She could feel herself drooping. She wasn’t really like her father.
“I’m sorry ... Sylvi,” said Glarfin with an obvious effort.
“Thanks,” said Sylvi, and smiled.“You can call me lady when there’s anyone else around, okay?”
She did ask her father why he hadn’t told her that she had had a special guard assigned to her. Her father looked at her thoughtfully. “I knew you’d figure it out,” he said. “And I hoped that by the time you figured it out, you would be sufficiently accustomed to the situation for the realisation to be less ... dispiriting.”
Sylvi was silent a moment. At last she said, “I wish you’d told me.”

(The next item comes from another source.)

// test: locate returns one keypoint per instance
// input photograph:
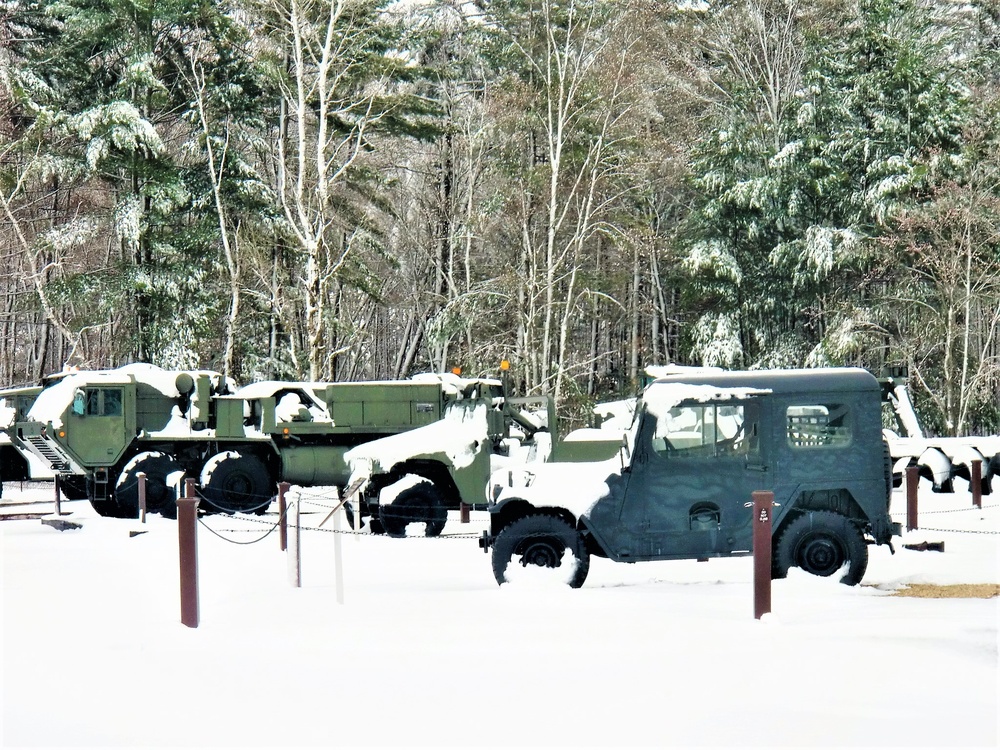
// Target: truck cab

“Next time I will,” said the king. “But you are older now: next time I would have told you anyway.”
“Next time?” said Sylvi.
“There’s always a next time,” said the king, “unfortunately. You just don’t know what it’s going to be about.”
And she asked Diamon if she could have Lucretia as a sparring partner—occasionally.
“She’ll knock you down,” said Diamon. “She’s not one to pull her punches, our Lucretia.”
“I know,” said Sylvi. “But she could show me how she did it after, couldn’t she?”
She had been assigned to the development of the river network in the Kish Mountains as her special project, and so she knew that potential locations of wheels and dams were dependent as much on their defensibility as on the geography of the rivers: because there were taralians in the Kishes—and, lately, there were also norindours. There had always been a few taralians in the Kishes, which also bordered on the wild lands, but she’d been present when one of the engineers reported to Danacor that it was the worst season for taralians he’d ever seen, and he’d been working in and around the Kishes for forty years, man and boy.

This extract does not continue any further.